Asking Questions to Your Own Documents with Snowflake Cortex

Understanding and analyzing unstructured data with the help of Large Language Models (LLMs) has become a very hot topic. Almost every conversation I have with partners and customers, this is coming as an immediate use case. Understand your own legal documents and generate new documentation based on those, RFP generation based on your RFP library of documents, questioning your own documents to extract information and many others. Snowflake enabled all those in an easy way with Snowflake Cortex.
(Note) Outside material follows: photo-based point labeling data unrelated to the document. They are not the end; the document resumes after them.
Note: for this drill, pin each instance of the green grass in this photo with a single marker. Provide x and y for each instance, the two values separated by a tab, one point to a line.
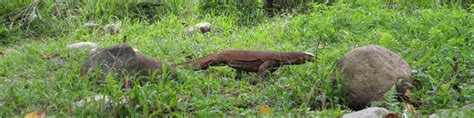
428	38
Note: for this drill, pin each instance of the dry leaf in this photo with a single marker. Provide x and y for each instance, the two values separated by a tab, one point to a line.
35	115
265	109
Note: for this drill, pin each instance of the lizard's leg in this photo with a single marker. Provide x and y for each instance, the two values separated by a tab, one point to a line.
264	69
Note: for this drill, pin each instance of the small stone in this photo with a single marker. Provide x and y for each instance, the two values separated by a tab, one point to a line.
82	45
373	112
370	71
112	28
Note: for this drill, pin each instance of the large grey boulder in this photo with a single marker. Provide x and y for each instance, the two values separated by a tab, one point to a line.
369	72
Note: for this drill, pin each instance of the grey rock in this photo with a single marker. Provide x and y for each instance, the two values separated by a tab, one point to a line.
370	71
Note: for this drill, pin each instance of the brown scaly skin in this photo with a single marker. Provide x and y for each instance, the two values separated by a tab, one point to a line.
260	62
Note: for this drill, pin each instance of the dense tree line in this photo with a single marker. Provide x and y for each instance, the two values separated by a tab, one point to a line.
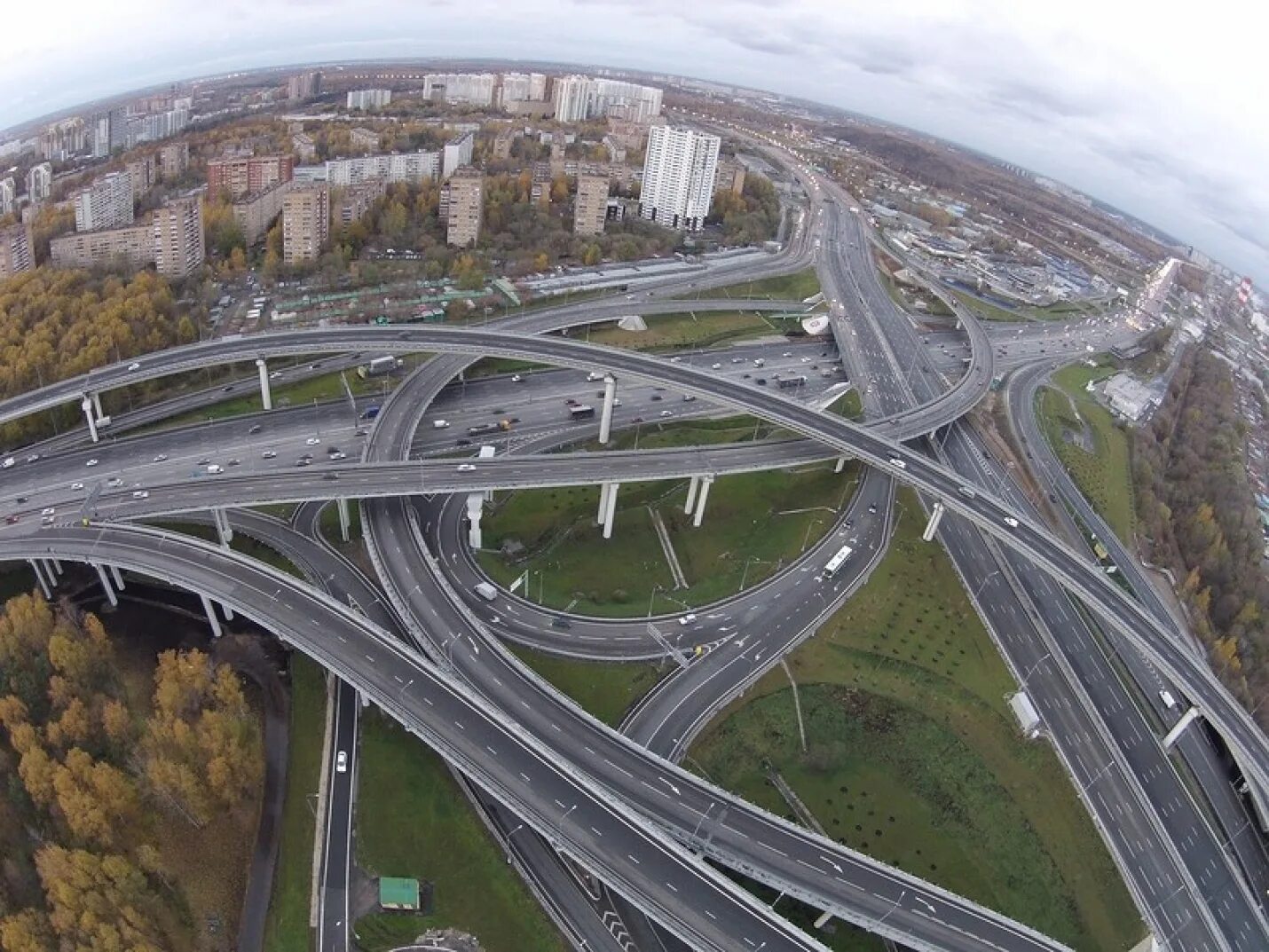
94	778
750	217
1200	516
58	324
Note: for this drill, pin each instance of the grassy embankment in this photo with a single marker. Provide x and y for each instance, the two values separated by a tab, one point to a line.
1104	476
914	757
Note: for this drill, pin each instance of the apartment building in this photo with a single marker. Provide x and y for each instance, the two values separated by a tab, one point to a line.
590	206
106	203
465	206
247	176
177	236
304	224
678	177
15	256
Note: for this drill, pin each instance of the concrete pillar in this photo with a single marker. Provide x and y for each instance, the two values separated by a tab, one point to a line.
475	507
106	584
605	421
611	510
693	485
211	618
265	394
342	504
86	405
933	524
1192	715
705	483
40	578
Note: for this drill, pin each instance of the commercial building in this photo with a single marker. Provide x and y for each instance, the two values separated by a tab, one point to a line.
396	167
256	214
678	177
465	205
173	160
106	203
248	176
304	224
15	254
368	98
590	207
460	88
177	236
457	153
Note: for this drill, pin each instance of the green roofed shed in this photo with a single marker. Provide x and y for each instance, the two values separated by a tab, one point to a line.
398	893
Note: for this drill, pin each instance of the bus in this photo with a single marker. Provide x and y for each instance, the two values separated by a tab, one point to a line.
837	562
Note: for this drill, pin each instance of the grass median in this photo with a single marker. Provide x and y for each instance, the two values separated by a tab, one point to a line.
1104	475
912	755
413	820
287	927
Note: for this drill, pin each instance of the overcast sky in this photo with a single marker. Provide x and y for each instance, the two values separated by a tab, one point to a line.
1157	111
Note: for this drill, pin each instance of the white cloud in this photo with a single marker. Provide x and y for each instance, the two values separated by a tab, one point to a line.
1156	111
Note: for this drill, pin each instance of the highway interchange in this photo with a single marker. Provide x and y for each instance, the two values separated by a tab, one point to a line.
902	397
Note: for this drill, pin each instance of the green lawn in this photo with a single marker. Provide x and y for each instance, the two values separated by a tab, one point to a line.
287	927
1106	475
605	689
413	820
754	523
675	332
793	287
915	758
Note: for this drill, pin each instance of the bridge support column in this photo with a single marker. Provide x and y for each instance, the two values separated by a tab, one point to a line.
611	509
344	521
705	483
933	524
1192	715
475	507
40	578
211	616
265	394
106	584
86	405
222	527
605	421
693	485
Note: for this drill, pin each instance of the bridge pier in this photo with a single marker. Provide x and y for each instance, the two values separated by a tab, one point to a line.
344	521
933	524
211	616
106	584
705	483
40	578
608	507
1189	716
693	485
86	406
605	421
475	507
265	394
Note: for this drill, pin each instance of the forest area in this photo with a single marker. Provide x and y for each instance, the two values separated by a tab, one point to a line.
1200	518
109	799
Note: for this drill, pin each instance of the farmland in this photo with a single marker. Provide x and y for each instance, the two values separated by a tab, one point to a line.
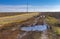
11	22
Two of the key technology components here are Embeddings that provide the semantic meaning of the text and the capability to store those as Vectors within your database so you can look for similar Vectors in the future. My colleague Tom Christian has created a great blog and code where he explains how to Build End-to-End RAG Applications with Snowflake Cortex. He explains the full process and the advantages of using Snowflake Cortex creating embeddings and using them for Retrieval Augmented Generation (RAG). Some of that code is reused here for this example.

Because Snowpark Container Services enables running anything you can put in a container within Snowflake, you can also host your own vector databases and embeddings in case you do not want to use Cortex. My colleague Bart Wrobel also wrote a blog entry about using Leveraging Snowpark Container Services for Advanced Q&A.

In this blog entry I want to go deeper into the usage of Snowflake Cortex to review again how simple it is and how your answers will dramatically improve when using the right context. We will also explore how we can integrate it all with Streams and Tasks so documents are automatically processed once made available to Snowflake. This is a complete quickstart guide where you can implement this yourself.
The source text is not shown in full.